Processing to a DataFrame

So message contains our realtime data. We are going to process the fields we want from that realtime data. We will initially represent each returned entity as a dictionary and then store each of those dictionaries in a list.

[
    {'trip_id':'123', 'route_id':'45', 'longitude'....}
    {'trip_id':'456', 'route_id':'29', 'longitude'....}
    ...
]

With a list of dictionaries, where each dictionary represents one entity, we'll then convert it to a DataFrame.

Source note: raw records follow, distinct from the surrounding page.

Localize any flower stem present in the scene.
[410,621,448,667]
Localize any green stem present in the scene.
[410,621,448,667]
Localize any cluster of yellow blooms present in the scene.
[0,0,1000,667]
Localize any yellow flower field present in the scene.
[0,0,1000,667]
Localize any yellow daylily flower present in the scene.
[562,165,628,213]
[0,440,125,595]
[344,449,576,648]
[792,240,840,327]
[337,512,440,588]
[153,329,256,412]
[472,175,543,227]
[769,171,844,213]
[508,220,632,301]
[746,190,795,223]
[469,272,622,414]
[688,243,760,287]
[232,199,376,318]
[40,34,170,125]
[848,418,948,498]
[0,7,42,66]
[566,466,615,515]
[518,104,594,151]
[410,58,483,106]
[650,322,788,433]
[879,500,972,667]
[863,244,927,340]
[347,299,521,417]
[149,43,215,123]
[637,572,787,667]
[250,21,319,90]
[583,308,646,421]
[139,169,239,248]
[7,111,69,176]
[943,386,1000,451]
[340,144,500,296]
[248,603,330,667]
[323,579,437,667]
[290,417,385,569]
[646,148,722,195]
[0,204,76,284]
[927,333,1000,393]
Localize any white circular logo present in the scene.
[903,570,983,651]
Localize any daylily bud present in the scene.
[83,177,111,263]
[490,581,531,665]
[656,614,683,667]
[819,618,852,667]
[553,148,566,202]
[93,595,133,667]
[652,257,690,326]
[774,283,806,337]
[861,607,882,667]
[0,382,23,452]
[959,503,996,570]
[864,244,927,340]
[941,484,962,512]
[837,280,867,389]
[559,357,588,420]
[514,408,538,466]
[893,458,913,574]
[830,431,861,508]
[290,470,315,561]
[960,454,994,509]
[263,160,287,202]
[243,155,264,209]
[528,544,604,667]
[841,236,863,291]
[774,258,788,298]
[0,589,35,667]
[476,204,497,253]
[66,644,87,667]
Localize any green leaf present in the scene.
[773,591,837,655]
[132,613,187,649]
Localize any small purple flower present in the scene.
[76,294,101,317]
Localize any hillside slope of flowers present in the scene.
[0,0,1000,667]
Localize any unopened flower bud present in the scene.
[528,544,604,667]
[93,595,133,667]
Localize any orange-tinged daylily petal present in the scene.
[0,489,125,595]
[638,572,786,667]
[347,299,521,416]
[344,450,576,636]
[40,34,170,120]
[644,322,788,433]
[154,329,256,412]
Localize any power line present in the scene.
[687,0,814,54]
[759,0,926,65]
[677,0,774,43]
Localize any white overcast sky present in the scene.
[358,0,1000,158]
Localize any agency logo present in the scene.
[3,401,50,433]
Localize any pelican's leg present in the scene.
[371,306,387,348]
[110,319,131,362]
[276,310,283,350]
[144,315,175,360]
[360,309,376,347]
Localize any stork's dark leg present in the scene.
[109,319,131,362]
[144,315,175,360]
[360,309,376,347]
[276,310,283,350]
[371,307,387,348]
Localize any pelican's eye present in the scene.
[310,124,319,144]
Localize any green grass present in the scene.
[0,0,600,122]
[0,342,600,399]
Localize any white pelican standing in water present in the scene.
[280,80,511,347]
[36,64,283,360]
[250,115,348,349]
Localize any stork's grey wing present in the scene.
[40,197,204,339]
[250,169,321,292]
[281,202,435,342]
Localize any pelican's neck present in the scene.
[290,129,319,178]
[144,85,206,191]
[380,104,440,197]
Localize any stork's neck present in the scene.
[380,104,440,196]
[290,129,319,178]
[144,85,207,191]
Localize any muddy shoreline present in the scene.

Here's what the code will look like:

    ...
    # Create a list to store each entity in
    data = []
    
    # Get the timestamp from the message header
    header_timestamp = message.header.timestamp
    
    # Loop through the entities
    for entity in message.entity:
    
        # Create an empty dict to store the entity information
        entity_data = {}
        
        # Extract all the relevant fields and add them to the empty dict
        entity_data['header_timestamp'] = header_timestamp
        entity_data['entity_id'] = entity.id
     
        trip = entity.vehicle.trip
        entity_data['trip_id'] = trip.trip_id
        entity_data['start_time'] = trip.start_time
        entity_data['start_date'] = trip.start_date
        entity_data['route_id'] = trip.route_id
        
        position = entity.vehicle.position
        entity_data['latitude'] = position.latitude
        entity_data['longitude'] = position.longitude
        entity_data['bearing'] = position.bearing
        entity_data['speed'] = position.speed
        
        entity_data['current_stop_sequence'] = entity.vehicle.current_stop_sequence
        entity_data['current_status'] = entity.vehicle.current_status
        entity_data['timestamp'] = entity.vehicle.timestamp
        
        vehicle = entity.vehicle.vehicle
        entity_data['vehicle_id'] = vehicle.id
        
        entity_data['occupancy_status'] = entity.vehicle.occupancy_status
        
        # Add this record to the list
        data.append(entity_data)


    # Convert the list of dicts to a polars DataFrame
    df = pl.DataFrame(data)

    return df

Now calling the function with an API key:

df = realtime("<api_key>")

We get a polars DataFrame object back:

We can now start to explore the data. For example, using a filter to get the current buses running for a particular route. Here, I use route 45...because it's the best in Montreal.

df.filter(pl.col("route_id")=="45")

In a future post, I'll look at exploring the data in more detail.